9. A term (i.e., a variable or individual constant) τ is substitutable for a variable α in a formula φ just in case τ is an individual constant or no free of occurrence of α in φ is in the scope of a quantifier occurrence of the form ∀τ or ∃τ.)

10. McMichael does not actually use the idea of inclusion relative to an argument place. Rather, I have introduced it to simplify the presentation of the theory. It is an equivalent mechanism and so has no impact on the theory's content. McMichael's own account relies on an elegant, but conceptually more challenging permutation mechanism that shuffles argument places in relations.

11. For the sake of simplicity, we ignore temporal qualifications in these examples that would be needed in a fully accurate account, e.g., [being condemned to death as an adult].

12. As indicated, order matters in our representation of relations: the binary role that Boswell bears to Johnson is distinct from the binary role that Johnson bears to Boswell, the latter, of course, being the converse of the former.

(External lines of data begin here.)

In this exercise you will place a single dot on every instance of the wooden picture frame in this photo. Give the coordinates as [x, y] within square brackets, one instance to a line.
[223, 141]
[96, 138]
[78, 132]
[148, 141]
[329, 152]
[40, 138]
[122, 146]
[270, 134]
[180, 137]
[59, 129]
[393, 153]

13. More exactly, given McMichael's revised understanding of de re possibility, it means that it is possible that R1 be exemplified without any role accessible to b's role @(b) being exemplified.)

14. Things are a bit more subtle than this, for to have an intended* model, one also needs to do a little more to reflect the modal facts expressed by means of iterated modalities. See Menzel (1990) for details.

Notes to the Supplement: Classical Possibilism and Lewisian Possibilism

1. Cf. Sextus Empiricus [1949] (10.218, SVF 2.331): “The Stoics want to place above this [the existent] yet another, more primary genus…. Some Stoics consider ‘something’ the first genus, and I shall add the reason why they do. In nature, they say, some things exist, some do not exist. But nature includes even those which do not exist — things which enter the mind, such as Centaurs, giants, and whatever else falsely formed by thought takes on some image despite lacking substance.”

2. To quote Prior further, according to the doctrine of ampliatio,

…what things a general term can stand for depends in part on the tense or mood of the verb with which it is used. In ‘Some man is running’, the word ‘man’ can stand for any man now existing; but in ‘Some man will be running’ it can stand also for a man who merely will exist, and in ‘Some man could be running’ it can stand for a man who merely could exist….

3. For instance, in the Preface of [1903] (p. xvii) he writes: “In pure mathematics, actual objects in the world of existence will never be in question….”

4. In Russell [1903], §430, for example, he writes that “there seems to be no true proposition of which there is any sense in which it might be said to be false…. What is true is true; what is false is false; and concerning fundamentals there is nothing more to be said.” See also Russell [1904], 208-9.

5. Indeed, van Inwagen [2008] (pp. 40-41) denies outright that Lewis is a possibilist in any sense.

Notes to the Supplement: The Simplest Quantified Modal Logic

1. A term (i.e., a variable or individual constant) τ is substitutable for a variable α in a formula φ just in case τ is an individual constant or no free of occurrence of α in φ is in the scope of a quantifier occurrence of the form ∀τ or ∃τ.)